The other half of a job of a build tool is interacting with the operating system: reading files and directories, writing files, communicating over a network, and controlling other processes. In hindsight, the JVM was a poor choice for this work, and many of Blaze's problems stem from it. Most system calls are inaccessible. Strings use UTF-16, requiring twice as much space and expensive conversions at I/O boundaries. Its objects afford the user little control over memory layout, making it hard to design efficient core data structures, and no means of escape for performance-critical code. Also, compiling for the JVM is slow---surprisingly, slower than C++ or Go even though the compiler does less---yet the resulting code is also slow to start and slow to warm up, pushing CPU costs that should be borne by the developer onto the user. (Google runs Blaze's JVM on an 18-bit number of cores.) The JVM is opaque, noisy, and unpredictable, making it hard to get accurate CPU profiles, which are crucial to finding and optimizing the slow parts. The only thing I really like about the JVM is that it can run in a mode in which Object pointers occupy 32 bits but can address 32GB, which is a significant space saving in a pointer-heavy program.

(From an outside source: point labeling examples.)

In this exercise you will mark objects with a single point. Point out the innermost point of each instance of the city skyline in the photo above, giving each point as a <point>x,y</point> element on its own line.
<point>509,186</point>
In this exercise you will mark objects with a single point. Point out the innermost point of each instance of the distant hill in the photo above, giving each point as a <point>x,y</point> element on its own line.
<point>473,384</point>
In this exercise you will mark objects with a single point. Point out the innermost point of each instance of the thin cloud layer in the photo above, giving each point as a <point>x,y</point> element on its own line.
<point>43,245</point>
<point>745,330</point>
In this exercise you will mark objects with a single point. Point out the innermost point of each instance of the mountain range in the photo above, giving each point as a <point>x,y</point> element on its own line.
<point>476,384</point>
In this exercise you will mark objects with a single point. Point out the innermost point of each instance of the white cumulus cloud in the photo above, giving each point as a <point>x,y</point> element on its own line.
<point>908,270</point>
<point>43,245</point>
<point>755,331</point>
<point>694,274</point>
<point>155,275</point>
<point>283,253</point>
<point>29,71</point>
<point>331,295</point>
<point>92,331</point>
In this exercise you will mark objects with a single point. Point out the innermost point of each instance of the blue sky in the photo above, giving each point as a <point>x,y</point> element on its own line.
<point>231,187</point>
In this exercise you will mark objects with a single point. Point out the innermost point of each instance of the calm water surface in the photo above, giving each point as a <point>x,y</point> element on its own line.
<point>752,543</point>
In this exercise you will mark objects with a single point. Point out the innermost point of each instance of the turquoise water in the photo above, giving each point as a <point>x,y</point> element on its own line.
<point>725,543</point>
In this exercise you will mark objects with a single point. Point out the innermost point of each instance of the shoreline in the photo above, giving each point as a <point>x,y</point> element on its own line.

We've talked about doing rewrites in another language, and even done some prototyping in Go, but the obstacle is always that users have little tolerance for breaking changes. A language like C++ or Java is relatively stable and well specified, so it is feasible to switch a project from one toolchain to another. Blaze has far more dark corners than C++ and is constantly changing. That's what motivated me to build go.starlark.net, a reference implementation of Starlark, to shine a light in the dark corners, starting at the bottom. Even if we never get to a point where we can do a complete rewrite, it is already paying dividends for code health.